Dr. Barry Myers of Duke University is scheduled to view the photos on Monday. They then would be permanently sealed as requested by Mrs. Earnhardt because of privacy concerns.
But sealing the photos violates Florida's public records law and the medical examiner's office can't legally carry it out as a custodian of the records, Eckert said.
The county attorney asked Volusia County Circuit Judge Joseph Will to handle any further requests for the photos if the county wasn't allowed to get out of the agreement.
The county wants to avoid any liability for not following Florida's well-regarded Sunshine Law that opens most records, including autopsy photos, to the public, said county spokesman Dave Byron.
Sentinel attorneys David Bralow and George Gabel said they supported the county's position.
"They're genuinely concerned about how to fulfill that duty," Bralow said. "I think they're taking steps necessary for whatever happens so they're not being accused of violating the Public Records Act."
Earnhardt attorneys said in a statement they expected the judge to enforce the settlement and that county attorneys had signed off on the deal.
The settlement "was agreed upon with the full knowledge and consent of all parties, including the Volusia County Medical Examiner's Office and the attorney from the County Attorney's Office," the statement said.
Under current law, autopsy photos are public record. However, measures moving through the state legislature would prevent the public and media from seeing autopsy photos unless they can convince a judge they have good cause. The House passed its version Thursday and the Senate is to debate its version Tuesday.
The Sentinel originally wanted its own expert to review the images for an investigation of NASCAR safety, but agreed in mediation to let the courts select an outside expert.
Newspaper attorneys then became upset upon learning that a NASCAR medical expert had looked at the photos the day before they were sealed. They later said they were satisfied with the selection of Myers, whose expertise is in the damage done to the human body in auto crashes.

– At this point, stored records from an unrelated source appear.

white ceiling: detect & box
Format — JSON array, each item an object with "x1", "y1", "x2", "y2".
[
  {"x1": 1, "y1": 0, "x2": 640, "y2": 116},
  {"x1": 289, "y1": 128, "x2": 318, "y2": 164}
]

The president of a Web site and an independent student newspaper at the University of Florida, the Independent Florida Alligator, are pursuing their own court cases for access to the photos. A hearing for the Alligator is set for April 5.
On Friday, WebsiteCity.com president Michael Uribe asked to see 33 images taken during the Earnhardt autopsy that followed his Feb. 18 fatal crash at the Daytona 500.